Let’s unpack that argument. Gillmor and I agree that the FCC has a history of pernicious regulation. We agree that there is no justification for such regulation over the Internet. So far, so good.
Let me deal with his aside that I “mistakenly say[] the FCC has turned the ISPs into utilities.” That’s not exactly what I said; I said they have classified ISPs as utilities. As a matter of legal terminology, it may be more accurate to say that they are being classified as “common carriers” — but Title II regulation, which is what the FCC has proposed, is precisely the sort of regulation that is used for public utilities. For that reason, it is common usage to refer to Title II regulation as “public utility regulation.” For example, the left-center Brookings Institution published a paper in June 2014 titled Regulating Internet Access as a Public Utility: A Boomerang on Tech If It Happens (.pdf), which contains the following passage in its opening paragraphs:
Broadly speaking, public interest and consumer groups, coupled with many in the tech community, want the same (zero) price for all types of online content, regardless of the volume of traffic on each site. The surest legal way to that result, many in this camp believe is for the FCC to accept the federal court’s implicit invitation to impose Title II “public utility style” regulation on Internet access. Understandably, the ISPs oppose that path forward, and so do others who fear that public utility regulation of Internet access – complete with rate filings and FCC approvals, among other requirements – would dampen innovation and investment in more, faster broadband.

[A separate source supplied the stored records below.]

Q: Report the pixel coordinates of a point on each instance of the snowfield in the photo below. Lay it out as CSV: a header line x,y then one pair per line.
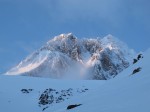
x,y
127,92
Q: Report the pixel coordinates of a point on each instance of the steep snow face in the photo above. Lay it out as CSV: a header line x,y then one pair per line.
x,y
65,56
127,92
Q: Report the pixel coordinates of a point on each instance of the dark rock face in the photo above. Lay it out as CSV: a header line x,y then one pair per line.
x,y
136,70
63,53
138,58
73,106
26,90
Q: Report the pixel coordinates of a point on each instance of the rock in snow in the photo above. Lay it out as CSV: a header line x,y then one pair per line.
x,y
65,56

So Gillmor is really arguing meaningless semantics here. Gillmor tries to suggest that there is a meaningful distinction between “public utility” regulation and “common carrier” regulation with a link to an Ars Technica piece titled Don’t call them “utility” rules: The FCC’s net neutrality regime, explained. But here again, Gillmor is naively trusting in government “forbearance.” The Ars Technica piece says:
One thing they were clear on: this isn’t “utility-style regulation,” because there will be no rate regulation, Internet service providers (ISPs) won’t have to file tariffs, and there’s no unbundling requirement that would force ISPs to lease network access to competitors.

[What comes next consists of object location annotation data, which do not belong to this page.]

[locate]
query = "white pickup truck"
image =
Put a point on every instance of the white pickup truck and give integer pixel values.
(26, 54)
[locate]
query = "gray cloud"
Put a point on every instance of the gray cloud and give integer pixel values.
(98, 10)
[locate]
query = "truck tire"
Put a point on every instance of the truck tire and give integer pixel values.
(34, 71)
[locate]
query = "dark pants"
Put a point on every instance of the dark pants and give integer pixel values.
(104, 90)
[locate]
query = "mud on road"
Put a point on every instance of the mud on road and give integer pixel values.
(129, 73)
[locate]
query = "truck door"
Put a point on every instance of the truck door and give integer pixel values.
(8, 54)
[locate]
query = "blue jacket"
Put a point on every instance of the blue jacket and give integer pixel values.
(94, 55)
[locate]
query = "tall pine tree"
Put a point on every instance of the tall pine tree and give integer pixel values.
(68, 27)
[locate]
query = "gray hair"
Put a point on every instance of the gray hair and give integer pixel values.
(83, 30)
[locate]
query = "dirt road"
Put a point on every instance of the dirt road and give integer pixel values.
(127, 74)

Yay! Just one problem: Title II regulation empowers the FCC to do all that and more. It’s just that, hey, don’t worry, they’re not proposing to do that! …
…
…
… yet.
In essence, Gillmor and Ars Technica are arguing that we need not take note of the Arabic proverb “If the camel once gets his nose in the tent, his body will soon follow.” Why? Because, silly! The only thing in the tent right now is the camel’s nose!
Let’s continue to unpack Gillmor’s response to my citation of a litany of past instances where government has engaged in thuggish regulatory overreach regarding content. Gillmor’s next argument is to compare Net Neutrality to government regulations requiring seat belts. He says my concern that Net Neutrality leading to content regulation is like seat belt regulations leading to government control over where we drive.

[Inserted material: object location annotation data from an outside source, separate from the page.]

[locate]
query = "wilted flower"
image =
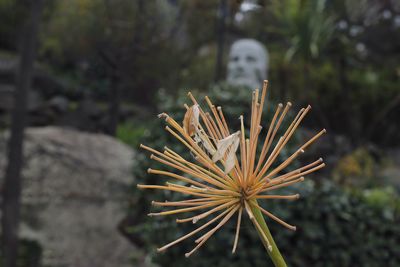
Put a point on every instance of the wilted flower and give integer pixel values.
(220, 182)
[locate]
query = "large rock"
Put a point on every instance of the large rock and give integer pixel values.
(73, 196)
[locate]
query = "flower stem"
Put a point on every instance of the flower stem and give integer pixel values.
(275, 255)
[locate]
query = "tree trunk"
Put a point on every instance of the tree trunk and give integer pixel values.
(12, 181)
(222, 14)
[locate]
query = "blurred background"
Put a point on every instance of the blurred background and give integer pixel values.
(85, 79)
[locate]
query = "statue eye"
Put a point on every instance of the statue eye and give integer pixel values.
(250, 59)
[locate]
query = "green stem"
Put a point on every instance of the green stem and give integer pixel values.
(275, 255)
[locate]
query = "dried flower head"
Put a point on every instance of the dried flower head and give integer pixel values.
(218, 181)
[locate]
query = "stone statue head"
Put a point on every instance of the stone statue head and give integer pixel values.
(247, 64)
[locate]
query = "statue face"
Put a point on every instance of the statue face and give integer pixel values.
(247, 65)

This, again strikes me as naive. Government has a special interest in crushing speech, because speech and ideas have always posed a unique danger to government power. We have a First Amendment precisely because the Founders had a concern about this issue. Moreover, my examples show a logical connection between handing government the power to control the distribution of speech, by granting it a roving power to put up roadblocks to distribution in the name of “the public interest,” and actual instances of such roadblocks being erected. It has happened time and time again. By contrast, Gillmor’s seat belt analogy shows no logical connection between seat belt regulations and control over where people can drive. He cites no historical examples of that general police power leading to that particular type of abuse. His example is so far off base, and so lacking in any historical precedent or logic, as to qualify as a straw man argument.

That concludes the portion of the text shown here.